Lopes' passage was short-lived, however, and respected trader Armínio Fraga Neto, who was a former hedge fund manager for the billionaire George Soros and part-time teacher of International Finance at Columbia University was chosen to take his place. His main credit is to have cooled consumer demand and drawn in foreign investment by boosting interest rates to 45 percent.
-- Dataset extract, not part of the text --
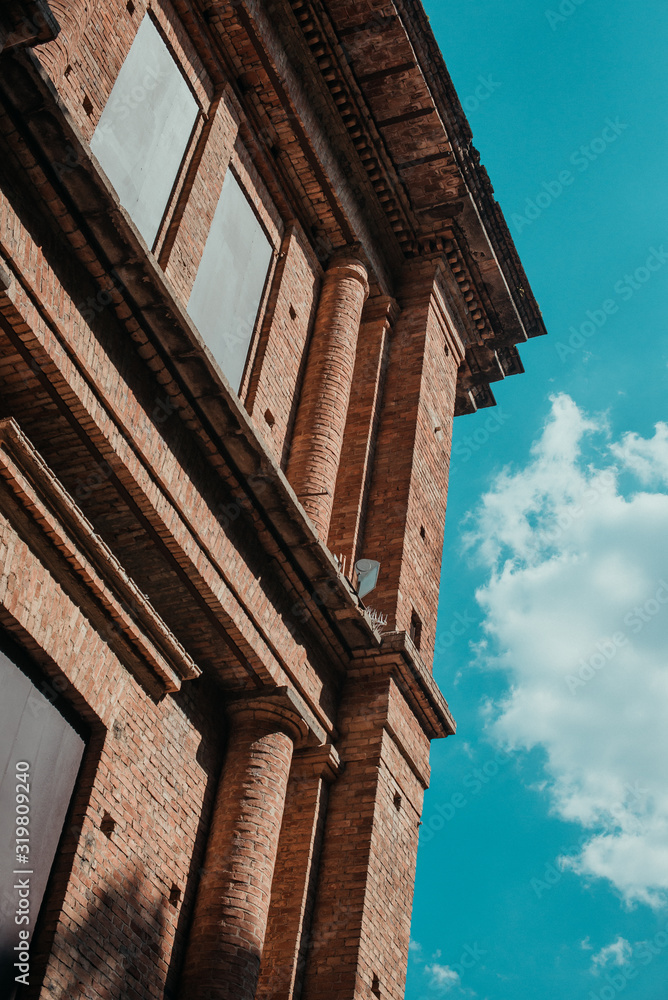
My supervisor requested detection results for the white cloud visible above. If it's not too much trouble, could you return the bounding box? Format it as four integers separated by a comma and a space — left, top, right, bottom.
466, 395, 668, 905
611, 423, 668, 486
591, 935, 633, 973
424, 963, 461, 992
Since then interests rates have declined and are continuing to fall.

At the end of June, while talking in Rio to other chiefs of state during the summit between Latin America and Europe, President Fernando Henrique Cardoso drew a rosy picture of the Brazilian poor, telling about their ambitions: "We noticed that, besides wanting to master the Portuguese language, the poor people of Brazil want to learn two other languages: the Internet and English." The President cited a non-identified study in which a poor mother says: "If the IMF (International Monetary Fund) is in Brazil why shouldn't my children learn English?" As expected, Cardoso's comments were mocked by the local press who frequently accuse him of being out of touch with the poor.
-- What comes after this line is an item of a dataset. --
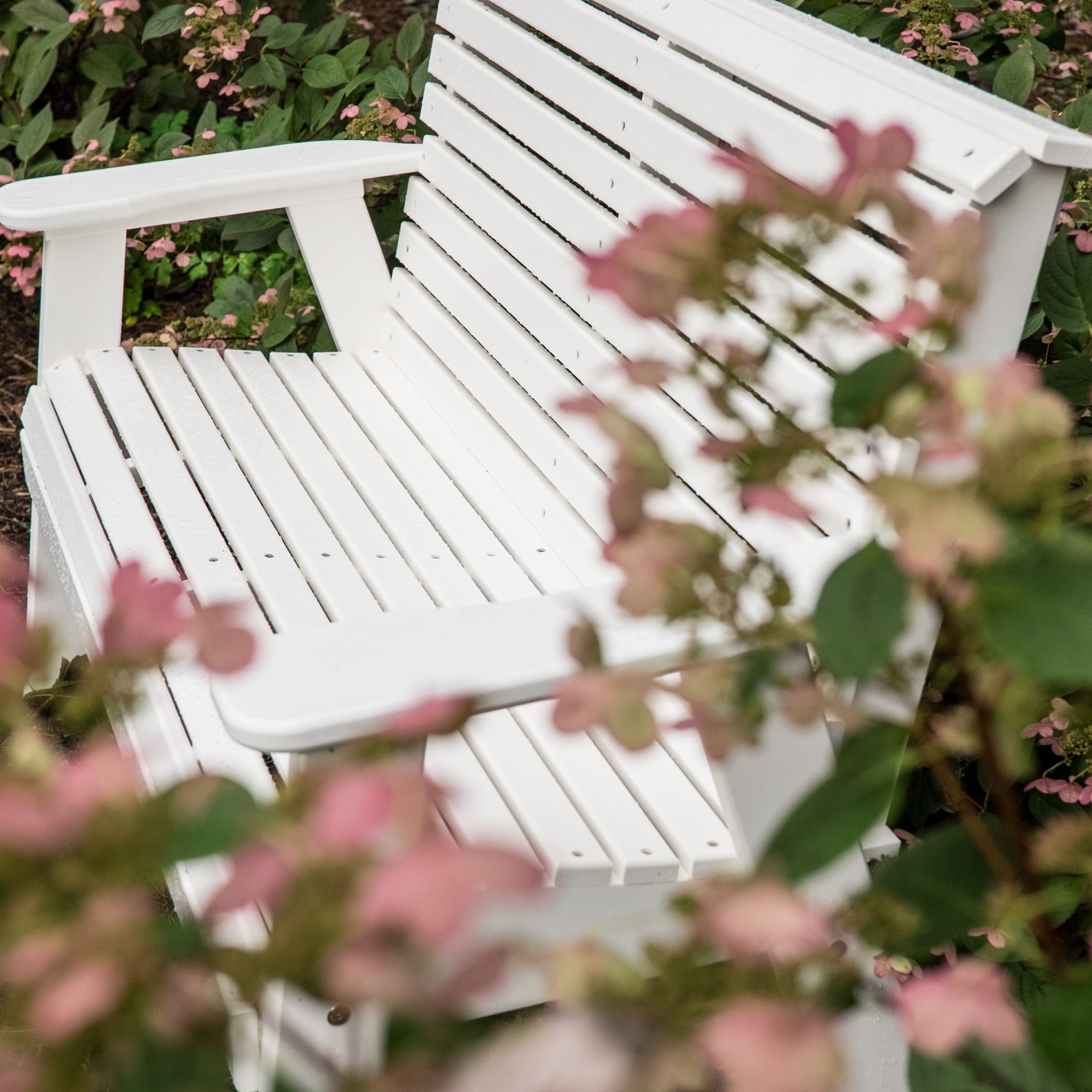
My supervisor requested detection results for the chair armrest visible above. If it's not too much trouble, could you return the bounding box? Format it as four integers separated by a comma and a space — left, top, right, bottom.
212, 586, 742, 752
0, 140, 423, 231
While DIEESE (Departamento Intersindical de Estatísticas e Estudos Sócio-Econômicos—Interunion Department for Statistics and Socio-Economic Studies) numbers show that 1.7 million people or 20% of the Greater São Paulo population fit for work are without jobs, companies and job recruiters alike have used the excessive offer of candidates to impose absurd requirements of them. As a way to trim the number of applicants, one common requirement is that the candidates have completed high school even for menial jobs like cleaning up.

Some companies want their secretaries to be trilingual even though Portuguese is the only language they need for the job. And it's not rare that experienced sellers are also required to have their own car, cellular phone and computer. The practice has come to such extremes that there are even firms advertising for "trainees with experience".

In order to prevent people from fainting when waiting in line—something becoming more and more common everyday—to apply for a job, recruitment agencies have been offering food. The thousands of unemployed who line up everyday at the Centro de Solidariedade ao Trabalhador (Center of Solidarity to the Worker), which is maintained by workers' unions in São Paulo, are offered a mortadella sandwich.

Daily newspaper O Estado de S. Paulo cited unemployed Roni Antonino de Carvalho, while waiting in line: "I think nobody really knows how important this lunch is, what a blessing it is for people who like me have no money. When the bread with mortadella arrives, I think about that time during mass when the priest says, "blessed are those invited for the supper with the Lord".